- Born: April 19, 1893
- Died: January 24, 1967 (aged 73)
- Education: Academy of Fine Arts
- Occupations: Journalist; vice president and director
- Notable credit: First female manager in the Chicago-Tribune New York Daily News syndicate history
- Spouse: Charles Levinson
- Children: Two sons
- Parent(s): Lee and Sarah (Herlinger) Slott

= Mollie Slott =

Mollie Slott (April 19, 1893 - January 24, 1967) was an American journalist, who became one of the nation's best known figures in the newspaper syndicate industry. In 1946, Slott was chosen as Chicago-Tribune New York Daily news syndicate manager, becoming the first female manager in the syndicate history; In 1955, she was promoted to syndicate vice president, and in 1961, she was promoted to director.

In 1921, Slott sent two pictures, by telegraph, using the principle of latitude and longitudinal coordinates, of the Dempsy-Carpentier fight, something that others insisted couldn't be done. In 1940, Slott discovered female comic strip pioneer Dale Messick while working as an assistant to New York Daily News publisher Joseph Medill Patterson.

During her 56-year career she was recognized for her business and organizational skills while working under a number of Tribune managers and editors, and many of them had offered her better pay, if she agreed to leave and follow them to their new jobs.

Slott was a member of the National Women's Press Club, the New York Newspaper Women's Club, and the Overseas Press Club.

== Biography ==
Mollie Slott was born to parents Lee and Sarah (Herlinger) Slott, in Chicago, Illinois. She attended the Academy of Fine Arts, in Chicago, for two years. Deciding to go to work, rather than stay in school, Slott, concealing her age, (17) began working for the Chicago Tribune, in 1910 as a stenographer in the circulation department.

She married Charles Levinson, an insurance executive, on May 29, 1917. They later had two sons, William Author, and Lee. William attended Columbia University, and was the sports editor for the school newspaper, The Spectator. He also contributed to several newspaper, writing short stories and articles. He eventually became a magazine editor; Slott would later say she was pleased that he chose to follow in her footsteps. Lee, became an executive in Philadelphia. She was a dedicated worker, who only took a leave of absence, twice, when she had her children. It had been reported that she worked up to the day before she gave birth to her second son, Lee.

In 1921, it was reported that "a little newspaper woman, who is assistant manager of the Chicago Tribune Syndicate," (Slott) sent pictures of the Dempsy-Carpentier fight at Boyle's Thirty Acres, by telegraph. Slott sent two pictures from the New York News, by tracing the images onto grided paper and using the principal of latitude and longitude coordinates, and sending notes explaining details that lines didn't show, she successfully sent the pictures. The article described how '"Miss Slott telegraphed the picture taken just after the blow that sent Carpentier back to France, a beaten fighter."' The second picture was of his final collapse.

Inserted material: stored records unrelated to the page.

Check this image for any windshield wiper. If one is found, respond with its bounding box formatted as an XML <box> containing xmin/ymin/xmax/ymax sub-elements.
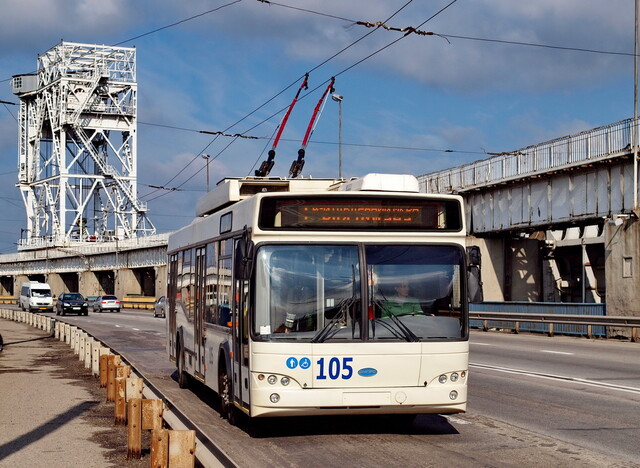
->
<box><xmin>311</xmin><ymin>296</ymin><xmax>358</xmax><ymax>343</ymax></box>
<box><xmin>373</xmin><ymin>293</ymin><xmax>420</xmax><ymax>341</ymax></box>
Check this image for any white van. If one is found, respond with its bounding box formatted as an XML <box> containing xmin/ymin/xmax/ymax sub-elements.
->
<box><xmin>20</xmin><ymin>281</ymin><xmax>53</xmax><ymax>312</ymax></box>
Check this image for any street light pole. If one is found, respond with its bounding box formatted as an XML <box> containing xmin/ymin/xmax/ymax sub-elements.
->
<box><xmin>202</xmin><ymin>154</ymin><xmax>210</xmax><ymax>192</ymax></box>
<box><xmin>331</xmin><ymin>94</ymin><xmax>344</xmax><ymax>179</ymax></box>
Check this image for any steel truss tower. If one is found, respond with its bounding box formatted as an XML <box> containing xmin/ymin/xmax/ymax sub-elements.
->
<box><xmin>13</xmin><ymin>42</ymin><xmax>155</xmax><ymax>249</ymax></box>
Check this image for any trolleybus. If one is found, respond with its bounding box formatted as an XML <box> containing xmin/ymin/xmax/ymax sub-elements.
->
<box><xmin>167</xmin><ymin>174</ymin><xmax>469</xmax><ymax>422</ymax></box>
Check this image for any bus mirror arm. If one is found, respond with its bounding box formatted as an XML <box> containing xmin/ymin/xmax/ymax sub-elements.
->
<box><xmin>234</xmin><ymin>236</ymin><xmax>255</xmax><ymax>280</ymax></box>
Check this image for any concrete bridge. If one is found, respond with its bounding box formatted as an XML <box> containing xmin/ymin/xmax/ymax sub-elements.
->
<box><xmin>418</xmin><ymin>119</ymin><xmax>640</xmax><ymax>326</ymax></box>
<box><xmin>0</xmin><ymin>234</ymin><xmax>168</xmax><ymax>301</ymax></box>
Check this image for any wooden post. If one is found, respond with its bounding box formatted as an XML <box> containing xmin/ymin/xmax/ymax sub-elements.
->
<box><xmin>169</xmin><ymin>431</ymin><xmax>196</xmax><ymax>468</ymax></box>
<box><xmin>127</xmin><ymin>398</ymin><xmax>142</xmax><ymax>458</ymax></box>
<box><xmin>107</xmin><ymin>354</ymin><xmax>122</xmax><ymax>401</ymax></box>
<box><xmin>100</xmin><ymin>354</ymin><xmax>109</xmax><ymax>388</ymax></box>
<box><xmin>126</xmin><ymin>377</ymin><xmax>144</xmax><ymax>401</ymax></box>
<box><xmin>116</xmin><ymin>366</ymin><xmax>131</xmax><ymax>379</ymax></box>
<box><xmin>114</xmin><ymin>377</ymin><xmax>127</xmax><ymax>426</ymax></box>
<box><xmin>151</xmin><ymin>429</ymin><xmax>169</xmax><ymax>468</ymax></box>
<box><xmin>142</xmin><ymin>399</ymin><xmax>163</xmax><ymax>430</ymax></box>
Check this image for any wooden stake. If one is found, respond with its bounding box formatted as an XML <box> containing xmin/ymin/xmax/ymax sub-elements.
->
<box><xmin>127</xmin><ymin>398</ymin><xmax>142</xmax><ymax>459</ymax></box>
<box><xmin>151</xmin><ymin>429</ymin><xmax>169</xmax><ymax>468</ymax></box>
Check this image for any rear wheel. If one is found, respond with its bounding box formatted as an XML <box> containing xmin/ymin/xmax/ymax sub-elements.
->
<box><xmin>176</xmin><ymin>345</ymin><xmax>189</xmax><ymax>388</ymax></box>
<box><xmin>218</xmin><ymin>363</ymin><xmax>236</xmax><ymax>426</ymax></box>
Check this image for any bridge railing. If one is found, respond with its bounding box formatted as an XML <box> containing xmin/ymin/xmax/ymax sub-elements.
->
<box><xmin>418</xmin><ymin>119</ymin><xmax>633</xmax><ymax>193</ymax></box>
<box><xmin>469</xmin><ymin>302</ymin><xmax>640</xmax><ymax>341</ymax></box>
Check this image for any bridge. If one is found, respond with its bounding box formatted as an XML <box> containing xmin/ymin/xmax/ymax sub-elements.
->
<box><xmin>418</xmin><ymin>119</ymin><xmax>640</xmax><ymax>328</ymax></box>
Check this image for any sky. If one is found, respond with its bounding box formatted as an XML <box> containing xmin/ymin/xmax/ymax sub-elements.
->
<box><xmin>0</xmin><ymin>0</ymin><xmax>635</xmax><ymax>253</ymax></box>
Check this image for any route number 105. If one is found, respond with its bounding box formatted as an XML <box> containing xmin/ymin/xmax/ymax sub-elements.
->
<box><xmin>316</xmin><ymin>358</ymin><xmax>353</xmax><ymax>380</ymax></box>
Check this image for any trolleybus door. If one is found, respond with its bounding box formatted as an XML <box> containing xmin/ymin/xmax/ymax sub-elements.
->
<box><xmin>233</xmin><ymin>280</ymin><xmax>250</xmax><ymax>408</ymax></box>
<box><xmin>193</xmin><ymin>247</ymin><xmax>207</xmax><ymax>379</ymax></box>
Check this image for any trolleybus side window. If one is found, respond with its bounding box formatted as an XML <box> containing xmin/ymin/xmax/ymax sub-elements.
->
<box><xmin>176</xmin><ymin>249</ymin><xmax>195</xmax><ymax>321</ymax></box>
<box><xmin>217</xmin><ymin>239</ymin><xmax>233</xmax><ymax>326</ymax></box>
<box><xmin>204</xmin><ymin>242</ymin><xmax>218</xmax><ymax>323</ymax></box>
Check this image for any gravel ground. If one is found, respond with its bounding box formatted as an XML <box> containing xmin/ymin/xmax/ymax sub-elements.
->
<box><xmin>0</xmin><ymin>319</ymin><xmax>149</xmax><ymax>468</ymax></box>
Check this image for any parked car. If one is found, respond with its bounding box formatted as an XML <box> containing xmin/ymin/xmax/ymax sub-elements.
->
<box><xmin>56</xmin><ymin>293</ymin><xmax>89</xmax><ymax>315</ymax></box>
<box><xmin>153</xmin><ymin>296</ymin><xmax>167</xmax><ymax>317</ymax></box>
<box><xmin>93</xmin><ymin>294</ymin><xmax>120</xmax><ymax>312</ymax></box>
<box><xmin>87</xmin><ymin>296</ymin><xmax>100</xmax><ymax>310</ymax></box>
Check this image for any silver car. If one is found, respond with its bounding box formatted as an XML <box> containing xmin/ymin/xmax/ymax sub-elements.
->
<box><xmin>93</xmin><ymin>295</ymin><xmax>120</xmax><ymax>312</ymax></box>
<box><xmin>153</xmin><ymin>296</ymin><xmax>167</xmax><ymax>317</ymax></box>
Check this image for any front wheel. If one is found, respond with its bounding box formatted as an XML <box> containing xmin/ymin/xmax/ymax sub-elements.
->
<box><xmin>218</xmin><ymin>365</ymin><xmax>237</xmax><ymax>426</ymax></box>
<box><xmin>177</xmin><ymin>346</ymin><xmax>189</xmax><ymax>388</ymax></box>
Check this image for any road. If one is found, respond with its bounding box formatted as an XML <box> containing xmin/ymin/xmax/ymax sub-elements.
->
<box><xmin>55</xmin><ymin>311</ymin><xmax>640</xmax><ymax>467</ymax></box>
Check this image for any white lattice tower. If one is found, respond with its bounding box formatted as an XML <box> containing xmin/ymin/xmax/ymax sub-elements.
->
<box><xmin>13</xmin><ymin>42</ymin><xmax>155</xmax><ymax>248</ymax></box>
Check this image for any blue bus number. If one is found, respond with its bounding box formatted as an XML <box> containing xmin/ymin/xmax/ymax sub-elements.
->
<box><xmin>316</xmin><ymin>358</ymin><xmax>353</xmax><ymax>380</ymax></box>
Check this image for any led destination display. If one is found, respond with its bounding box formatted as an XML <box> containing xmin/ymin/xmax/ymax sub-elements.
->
<box><xmin>260</xmin><ymin>197</ymin><xmax>461</xmax><ymax>231</ymax></box>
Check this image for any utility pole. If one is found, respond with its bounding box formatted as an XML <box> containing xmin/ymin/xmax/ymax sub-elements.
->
<box><xmin>331</xmin><ymin>93</ymin><xmax>342</xmax><ymax>179</ymax></box>
<box><xmin>202</xmin><ymin>154</ymin><xmax>211</xmax><ymax>192</ymax></box>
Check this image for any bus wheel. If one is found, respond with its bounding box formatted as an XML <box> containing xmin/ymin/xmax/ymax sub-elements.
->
<box><xmin>178</xmin><ymin>346</ymin><xmax>189</xmax><ymax>388</ymax></box>
<box><xmin>218</xmin><ymin>366</ymin><xmax>236</xmax><ymax>426</ymax></box>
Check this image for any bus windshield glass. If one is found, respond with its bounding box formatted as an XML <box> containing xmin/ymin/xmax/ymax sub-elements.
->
<box><xmin>253</xmin><ymin>245</ymin><xmax>467</xmax><ymax>343</ymax></box>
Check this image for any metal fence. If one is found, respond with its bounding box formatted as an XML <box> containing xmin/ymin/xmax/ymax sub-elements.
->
<box><xmin>469</xmin><ymin>302</ymin><xmax>607</xmax><ymax>337</ymax></box>
<box><xmin>418</xmin><ymin>119</ymin><xmax>633</xmax><ymax>193</ymax></box>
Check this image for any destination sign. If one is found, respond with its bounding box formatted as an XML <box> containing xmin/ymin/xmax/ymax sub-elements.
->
<box><xmin>261</xmin><ymin>197</ymin><xmax>461</xmax><ymax>230</ymax></box>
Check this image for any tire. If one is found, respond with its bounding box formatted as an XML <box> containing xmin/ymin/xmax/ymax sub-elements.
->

In 1933, Joseph Medill Patterson, founder and publisher of the organization, moved the syndicate office from Chicago to New York. Slott was charged with coordinating the move, and she did so without missing a deadline.

In 1940, Patterson, at Slott's urging, agreed to experiment with female comic strip pioneer Dalia "Dale" Messick's Brenda Starr, by allowing it to be published in the supplementary issue of the Tribune. Slott had removed the comic strip from the trash, and convinced Messick to change Starr's occupation from bandit to reporter, and to use the pen name Dale instead of Dalia, working around an era when women were not included in all professions. Messick drew the cartoon for 43 years.

in 1946, Slott was chosen as Chicago Tribune-New York news syndicate manager, becoming the first female manager in the syndicate history. In 1955, she was promoted to syndicate vice president, after her boss, Patterson, retired. In 1961, she was named as director.